Wednesday, June 10, 2015: Saul Bellow was a self-taught writer, whose prose remade American fiction in his own image and created many literary “sons” who were influenced by him. Now Bellow’s oldest biological son has written a memoir titled, Saul Bellow’s Heart, which seeks to enlighten the world about his father’s inner life. Bob talks with Greg Bellow about family stories, literary legacies and the man he loved and still misses today. Saul Bellow was born on June 10, 1915 – 100 years ago today.

Thursday, June 11, 2015: Bob talks with Emily Bingham about her brand new book. It’s a biography of her great aunt Henrietta who lived life to the fullest during the Jazz Age.  She was both intoxicating and often intoxicated as she tore through love affairs with men and women of the 1920s. Then, Bob speaks with actor Gene Wilder about his novel, My French Whore: A Love Story set in Europe in 1918.   They also discuss Wilder’s film career, collaborations with Mel Brooks and Richard Pryor, and the final illness of Gilda Radner, who was married to Wilder when she died of cancer in 1989.

Friday, June 12, 2015: As the daughter of the chief curator of painting and sculpture at the Museum of Modern Art during the 1960s and ‘70s, Gabrielle Selz grew up surrounded by the most famous artists of the day.  Now a writer, Selz looks back on the art and artists of her childhood in her memoir titled Unstill Life: A Daughter’s Memoir of Art and Love in the Age of Abstraction.
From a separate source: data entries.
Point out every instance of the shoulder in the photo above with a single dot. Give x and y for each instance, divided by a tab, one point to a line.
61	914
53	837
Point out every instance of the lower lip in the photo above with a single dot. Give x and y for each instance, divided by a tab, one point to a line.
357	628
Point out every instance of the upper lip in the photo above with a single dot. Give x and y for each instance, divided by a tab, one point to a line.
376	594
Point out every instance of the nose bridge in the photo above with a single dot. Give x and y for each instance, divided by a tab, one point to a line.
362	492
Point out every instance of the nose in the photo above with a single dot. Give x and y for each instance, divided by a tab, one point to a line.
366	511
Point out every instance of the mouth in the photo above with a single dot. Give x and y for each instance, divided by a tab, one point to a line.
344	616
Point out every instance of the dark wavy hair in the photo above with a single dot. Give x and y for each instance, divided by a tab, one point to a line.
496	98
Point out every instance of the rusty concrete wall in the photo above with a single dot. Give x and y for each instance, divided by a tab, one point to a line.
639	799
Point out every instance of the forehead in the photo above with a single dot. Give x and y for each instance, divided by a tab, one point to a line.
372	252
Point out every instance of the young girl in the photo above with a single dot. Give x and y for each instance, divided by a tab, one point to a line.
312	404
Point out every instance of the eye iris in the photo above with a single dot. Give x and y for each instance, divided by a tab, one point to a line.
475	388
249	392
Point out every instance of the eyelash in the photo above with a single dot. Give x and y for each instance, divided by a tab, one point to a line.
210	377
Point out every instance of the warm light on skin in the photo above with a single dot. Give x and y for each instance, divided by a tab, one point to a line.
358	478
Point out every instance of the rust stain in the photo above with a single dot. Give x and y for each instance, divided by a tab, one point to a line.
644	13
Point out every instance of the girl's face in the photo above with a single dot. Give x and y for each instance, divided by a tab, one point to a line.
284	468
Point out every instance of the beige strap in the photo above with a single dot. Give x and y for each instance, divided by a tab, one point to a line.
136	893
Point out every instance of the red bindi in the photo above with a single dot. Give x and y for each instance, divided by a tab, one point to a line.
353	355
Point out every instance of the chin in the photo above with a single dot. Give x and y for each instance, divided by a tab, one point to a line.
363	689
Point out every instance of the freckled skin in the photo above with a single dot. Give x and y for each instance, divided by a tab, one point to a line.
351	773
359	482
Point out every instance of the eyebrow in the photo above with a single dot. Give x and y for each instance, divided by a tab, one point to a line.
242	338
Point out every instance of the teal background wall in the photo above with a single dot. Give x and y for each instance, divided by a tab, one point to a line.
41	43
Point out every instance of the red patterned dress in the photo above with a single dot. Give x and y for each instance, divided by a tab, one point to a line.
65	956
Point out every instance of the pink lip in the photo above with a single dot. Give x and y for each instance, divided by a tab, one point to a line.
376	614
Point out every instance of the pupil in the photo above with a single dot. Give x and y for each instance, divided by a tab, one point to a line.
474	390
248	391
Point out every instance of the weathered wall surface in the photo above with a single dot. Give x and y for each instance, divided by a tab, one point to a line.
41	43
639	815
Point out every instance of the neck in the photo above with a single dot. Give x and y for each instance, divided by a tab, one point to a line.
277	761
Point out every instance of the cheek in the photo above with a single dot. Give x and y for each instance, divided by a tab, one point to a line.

Then, Bob talks with artists Christo and Jeanne-Claude about their exhibit Christo and Jeanne-Claude: Over the River, a Work in Progress. The exhibition of more than 150 photographs, collages, drawings, and maps, chronicled the artists’ process as they assembled and suspended massive panels of silvery fabric over the Arkansas River in Colorado. The exhibition traced the development of this ambitious project for over a decade. Both artists were born 80 years ago - June 13th in 1935. Christo’s partner Jeanne-Claude died in 2009.